Canadian structural biologist who worked with James on the crystallographic elucidation of enzyme and calcium-binding structures, later pioneering structural studies of membrane proteins.

Swain, Alan L.

Co-researcher with Kretsinger and Amma, contributing to quantitative analyses of calcium-binding site geometries using X-ray diffraction.

Voet, Donald (born 1941) and Voet, Judith G. (born 1943)

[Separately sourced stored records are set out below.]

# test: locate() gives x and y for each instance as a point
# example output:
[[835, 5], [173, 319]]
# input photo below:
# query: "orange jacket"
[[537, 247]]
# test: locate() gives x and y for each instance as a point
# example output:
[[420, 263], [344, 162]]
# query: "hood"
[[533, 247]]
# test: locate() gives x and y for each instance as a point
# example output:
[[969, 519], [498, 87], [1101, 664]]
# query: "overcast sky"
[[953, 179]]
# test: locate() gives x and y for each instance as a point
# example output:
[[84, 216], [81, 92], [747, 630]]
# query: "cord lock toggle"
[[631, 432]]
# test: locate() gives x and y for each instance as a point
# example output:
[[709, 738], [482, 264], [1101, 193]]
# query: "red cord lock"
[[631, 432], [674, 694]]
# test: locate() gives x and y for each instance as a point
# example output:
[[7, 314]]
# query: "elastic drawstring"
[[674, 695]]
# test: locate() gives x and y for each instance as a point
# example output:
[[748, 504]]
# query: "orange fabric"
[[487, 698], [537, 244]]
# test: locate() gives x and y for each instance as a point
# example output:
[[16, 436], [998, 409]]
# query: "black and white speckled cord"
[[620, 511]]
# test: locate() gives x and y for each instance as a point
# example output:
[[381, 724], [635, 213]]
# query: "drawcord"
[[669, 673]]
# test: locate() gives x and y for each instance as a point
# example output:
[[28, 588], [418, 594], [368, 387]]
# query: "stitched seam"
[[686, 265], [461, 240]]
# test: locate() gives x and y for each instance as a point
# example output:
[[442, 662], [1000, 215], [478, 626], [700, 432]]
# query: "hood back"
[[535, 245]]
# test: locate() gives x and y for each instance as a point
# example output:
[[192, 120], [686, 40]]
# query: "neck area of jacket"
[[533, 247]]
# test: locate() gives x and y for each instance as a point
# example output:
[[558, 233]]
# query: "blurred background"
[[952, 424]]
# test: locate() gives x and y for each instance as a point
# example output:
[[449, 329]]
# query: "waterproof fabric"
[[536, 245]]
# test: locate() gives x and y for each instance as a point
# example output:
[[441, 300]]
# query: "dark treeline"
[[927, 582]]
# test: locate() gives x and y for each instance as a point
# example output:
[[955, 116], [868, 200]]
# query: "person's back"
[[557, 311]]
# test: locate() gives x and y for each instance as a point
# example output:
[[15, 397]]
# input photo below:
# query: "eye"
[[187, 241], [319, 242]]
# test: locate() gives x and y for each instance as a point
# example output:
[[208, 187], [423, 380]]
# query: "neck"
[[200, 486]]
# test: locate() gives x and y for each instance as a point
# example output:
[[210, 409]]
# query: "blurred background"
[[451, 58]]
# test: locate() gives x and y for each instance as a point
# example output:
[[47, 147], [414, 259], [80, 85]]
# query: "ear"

American biochemists and co-authors of Biochemistry, one of the most influential textbooks integrating molecular structure with biological function.

Walker, John H.

British biochemist based at the University of Leeds whose research focused on membrane-associated proteins, especially Annexins and phospholipid-binding dynamics.

Waller, David A.

Leeds-based structural biologist and co-author of studies on Annexin V crystal structure and membrane-binding behaviour.

Disclaimer

The views, interpretations, and reflections expressed in this essay are those of the author and do not necessarily represent the positions of the University of Leeds or any affiliated institution.